Categories of Special Interest
In Use As
1785 - 1795
Attached three-bay four-storey house over basement, built c. 1790 apparently as one in terrace of seventeen, having bow to two eastern bays at rear, and four-bay two-storey return to third bay with further storey to north end. Now in use as offices. Pitched slate roof to front, behind brick parapet with granite coping, and two hipped roofs to rear perpendicular to street, larger over bow. Shouldered rendered chimneystacks with clay pots. Flemish bond red brick walls with painted granite plinth course over painted rendered walls to basement. Square-headed window openings, diminishing in height to upper floors, with raised rendered reveals and painted granite sills; carved granite block-and-start surrounds and wrought-iron grilles to basement. Timber sliding sash windows, front elevation having six-over-six pane to ground floor and basement and replacement one-over-one pane elsewhere; and rear elevation having tripartite windows, three-over-three-pane to top floor and six-over-six pane to lower floors. Decorative cast-iron balconettes to first floor and wrought-iron window-guards to top two floors. Round-headed principal doorway with rendered linings, fluted frieze and cornice, engaged Ionic columns with respond pilasters framing stained-glass sidelights, elaborate petal fanlight with projecting lantern, and eleven-panel timber door with brass furniture. Granite platform with cast-iron boot-scrape and five bull-nosed granite steps. Wrought-iron railings to basement area with decorative cast-iron posts on carved granite plinth. Cast-iron coal-hole covers set in granite flags to footpath. Garden and carparking to rear, and recent two-storey building on site of former mews house to Fitzwilliam Lane.

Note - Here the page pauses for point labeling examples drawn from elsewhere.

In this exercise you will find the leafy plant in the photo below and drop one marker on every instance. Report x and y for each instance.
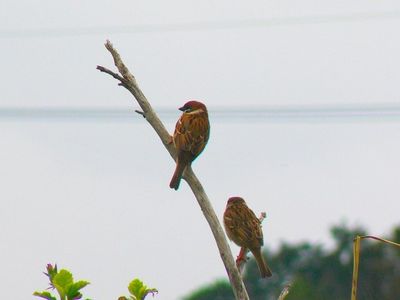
(138, 291)
(62, 281)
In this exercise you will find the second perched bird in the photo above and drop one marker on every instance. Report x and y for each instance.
(244, 229)
(190, 137)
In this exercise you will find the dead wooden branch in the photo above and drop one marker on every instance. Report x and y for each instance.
(128, 81)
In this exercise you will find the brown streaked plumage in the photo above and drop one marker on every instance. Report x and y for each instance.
(190, 137)
(243, 227)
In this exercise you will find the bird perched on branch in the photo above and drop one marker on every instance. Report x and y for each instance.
(190, 137)
(244, 229)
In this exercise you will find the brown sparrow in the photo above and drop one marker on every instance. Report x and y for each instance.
(244, 229)
(190, 137)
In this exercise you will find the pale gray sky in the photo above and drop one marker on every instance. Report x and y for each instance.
(105, 182)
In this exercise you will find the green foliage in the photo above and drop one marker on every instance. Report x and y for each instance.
(138, 291)
(63, 283)
(316, 273)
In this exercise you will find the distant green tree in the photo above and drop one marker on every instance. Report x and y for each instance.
(315, 273)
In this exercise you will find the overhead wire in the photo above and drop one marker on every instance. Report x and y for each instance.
(197, 26)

No. 69 Merrion Square is an elegant Georgian house that forms part of the eighteenth-century square developed by the Fitzwilliam Estate. Its decorative focus is a fine Ionic doorcase, that together with decorative iron balconettes to its first floor and more modest window-guards above provides good detailing and craft interest to the otherwise restrained façade. The fanlight to the entrance also features a rare early lantern. The building and its intact setting details contribute significantly to the intact appearance of this important architectural set-piece. The square is one of the best-preserved Georgian streetscapes in Ireland. The north, east and south sides are lined with terraced houses of eighteenth and early nineteenth-century date, while the west side is terminated by the garden front of Leinster House and the flanking Natural History Museum and National Gallery. The houses maintain a relatively uniform building height and design, attributed to standards promoted in Fitzwilliam's leases. Individuality was introduced through the design of doorcases, window ironwork and interior decorative schemes. The south side of the square was initially set in large plots of twelve leases; plots were leased consecutively from east to west up until the row was completed in 1791.